她此刻也顧不上什麼害怕不害怕之類的了,伸手招了一輛停在路邊的紅色小三輪,就坐了上去。
並且還要求開車的老頭子以最快的速度趕過去。
「等下!」
魏澤騫下一秒也上了車。
他轉過頭,看著明桉滿臉的無措與緊張,只是牽起了她的手,輕輕捏了一下。
趕過去的路上,魏澤騫心裡差不多也想了大致的計劃,他知道明桉心思焦慮,但肯定還是有心能夠記下他的話。
「桉桉,一會兒到了,你先自己上去,我找找有沒有其他的路可以走,一定會把你爺爺成功找回來的。」
「所以,你自己也要小心一點,好嗎?」
他太擔心明桉身上的那股「衝勁兒」了。
「好,如果現場情況真的如我們預料那般,我就負責吸引楊信逸的注意力,你負責帶著我的爺爺離開。
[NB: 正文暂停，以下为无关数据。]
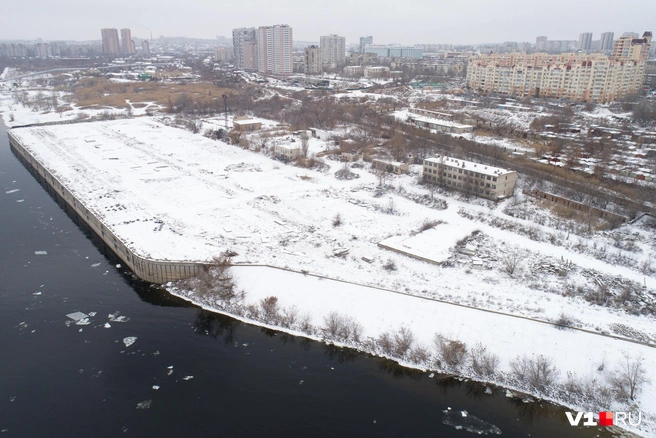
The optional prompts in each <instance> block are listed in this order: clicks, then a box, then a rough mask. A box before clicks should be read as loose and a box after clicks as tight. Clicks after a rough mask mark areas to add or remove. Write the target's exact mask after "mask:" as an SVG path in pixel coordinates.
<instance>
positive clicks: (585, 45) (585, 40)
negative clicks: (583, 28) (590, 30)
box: [578, 32, 592, 51]
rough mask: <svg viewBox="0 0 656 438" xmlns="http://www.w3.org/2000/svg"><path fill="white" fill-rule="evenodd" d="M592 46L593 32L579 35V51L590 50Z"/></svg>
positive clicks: (583, 33)
mask: <svg viewBox="0 0 656 438" xmlns="http://www.w3.org/2000/svg"><path fill="white" fill-rule="evenodd" d="M591 45H592V32H584V33H582V34H580V35H579V45H578V49H579V50H586V51H587V50H590V46H591Z"/></svg>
」明桉回答道。
她故意用力地咬了咬自己的舌尖,疼痛感令人清醒,低聲細語地說道:「魏澤騫,你也是。」
「千萬要小心一點。」
誰也不知道發了瘋的人會做出些什麼危險的事情來。
*
廢棄工廠灰濛濛的,周圍雜草叢生。
許多龐大的機器都生鏽了,充斥著一股濃郁的頹廢感。
明桉照著那則簡訊上的指示,乘著施工升降機,緩緩向第十八層樓上去,這電梯裡很髒,角落裡還黏著噁心沒幹的口香糖。
電梯一停,她就迫不及待地沖了出去。
在一根劣跡斑斑的柱子前,她的爺爺被用粗麻繩綁了起來,腦袋歪著,像是沉睡著。
明桉大喊了一聲:「爺爺!」
她正想跑過去時,從柱子後面走出來了一個男人,伸出的舌頭舔著牙齒縫隙,陰狠狠地開口說道:「明桉,你終於來了啊。」
楊信逸打量著四周,仿佛在找人。
在他的手中,還拿著一把鋒利的匕首,不停轉著玩。
明桉皺緊眉頭,質問著:「楊信逸,你到底想要做什麼?」
「你把我爺爺怎麼了?趕快把他給放了!」
楊信逸嗤笑一聲,「你急什麼,這老東西一時半會兒可還死不了呢。」
——不過,再拖延下去可就說不一定了。
他沒什麼耐心地吼道:「魏澤騫也在這裡吧?」
「他人呢?趕緊給我滾出來!」
明桉直視著自己面前的這個瘋子,一口咬定道:「就只有我一個人。」
「你想要什麼條件,跟我談。」
這句話里,也不知道是哪個字眼忽然戳中了楊信逸滔天般的怒火,他喊道:「明桉,你還敢這麼不聽我的話是吧?」
語罷,他直接將匕首朝著明老爺子的大動脈位置戳下去。